Presentation information

[J] Poster

S (Solid Earth Sciences ) » S-CG Complex & General

[S-CG52] Driving Solid Earth Science through Machine Learning

Thu. Jun 3, 2021 5:15 PM - 6:30 PM Ch.14

convener:Hisahiko Kubo(National Research Institute for Earth Science and Disaster Resilience), Yuki Kodera(Meteorological Research Institute, Japan Meteorological Agency), Makoto Naoi(Kyoto University), Keisuke Yano(The Institute of Statistical Mathematics)

5:15 PM - 6:30 PM

[SCG52-P01] Automatic hypocenter determination by deep learning for microseismic networks in geothermal areas

*Kyosuke Okamoto1, Yusuke Mukuhira2, Hiroshi Asanuma1, Markus Häring3 (1.National Institute of Advanced Industrial Science and Technology, 2.Tohoku University, 3.Häring GeoProject)

Keywords:Deep learning, Phase pick, Microseismic monitoring, Geothermal development, Fluid flow

A dense seismic network including deep borehole sensors is ordinally employed in developing geothermal areas to detect a change in seismicity regarding the geothermal developments. It is possible that illuminating subsurface fluid flows in detail by tracking the microseismic clouds in high-resolution. However, hypocenter determinations based on manual phase picks are sometimes difficult due to lack of manpower as well as cost. Moreover, automatic event picks based on STA/LTA still need manual corrections of the picks for high-resolution hypocenter determinations,

In this study, we aimed to develop an automatic event pick method based on deep learning that could substitute for manual picks especially for microseismic networks in geothermal areas.

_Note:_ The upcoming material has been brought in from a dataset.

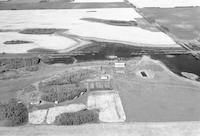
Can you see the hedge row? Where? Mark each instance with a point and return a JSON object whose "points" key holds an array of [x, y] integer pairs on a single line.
{"points": [[15, 63], [13, 113], [77, 118], [70, 78], [61, 93]]}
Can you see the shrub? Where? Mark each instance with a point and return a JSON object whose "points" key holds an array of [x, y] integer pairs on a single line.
{"points": [[77, 118], [61, 93], [14, 113]]}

We developed the method by using seismic data observed by a dense seismic network (five borehole sensors, four surface sensors) employed in Okuaizu Geothermal Field (Fukushima, Japan) since May 2015. We also examined applicability of this method to another geothermal field by using seismic data observed by a dense seismic network (six borehole sensors) in Basel geothermal field (Switzerland).

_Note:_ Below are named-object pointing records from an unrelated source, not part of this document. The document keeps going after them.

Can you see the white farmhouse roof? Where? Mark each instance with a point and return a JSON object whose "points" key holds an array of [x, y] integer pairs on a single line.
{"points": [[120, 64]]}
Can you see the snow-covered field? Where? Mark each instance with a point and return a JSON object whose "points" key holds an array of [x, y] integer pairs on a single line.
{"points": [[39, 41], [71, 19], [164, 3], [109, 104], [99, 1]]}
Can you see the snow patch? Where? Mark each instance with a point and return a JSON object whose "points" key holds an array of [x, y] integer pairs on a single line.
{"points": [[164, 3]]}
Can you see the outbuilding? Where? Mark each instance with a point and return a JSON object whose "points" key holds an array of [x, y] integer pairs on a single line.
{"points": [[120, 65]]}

Deep learning was conducted by “teachers”: manual picks of 33,008 P-waves and 65,925 S-waves from microseismic events (local magnitude range: -1.5 – 2.5) observed in the Okuaizu Geothermal Field. Then, the accuracy of the learning was evaluated by 3,344 P-waves and 3,310 S-waves. As the result, the accuracy for P-waves was average = ~0.03 s and standard deviation = ~0.46 s and that for S-waves average = ~0.01 s and standard deviation = ~0.30 s. We applied this deep learning phase picker to the seismic events detected from continuous seismic waves by STA/LTA in Okuaizu Geothermal Field, and found that the hypocenter distribution based on the deep learning pick showed a shape similar to that based on the manual pick. When applying to this deep learning phase picker to 3,069 seismic events in the Basel geothermal field (17,138 P-waves, 13,702 S-waves), the accuracy for P-waves was average = ~0.15 s and standard deviation = ~0.58 s and that for S-waves average = ~0.16 s and standard deviation = ~0.65 s.

For further applying this method to other seismic networks in geothermal areas, it is needed to consider transfer learning and optimization of the structure of hidden layers.

This study was performed as a part of the “Technology to evaluate and manage geothermal reservoirs” sponsored by Japan Oil, Gas and Metals National Corporation (JOGMEC).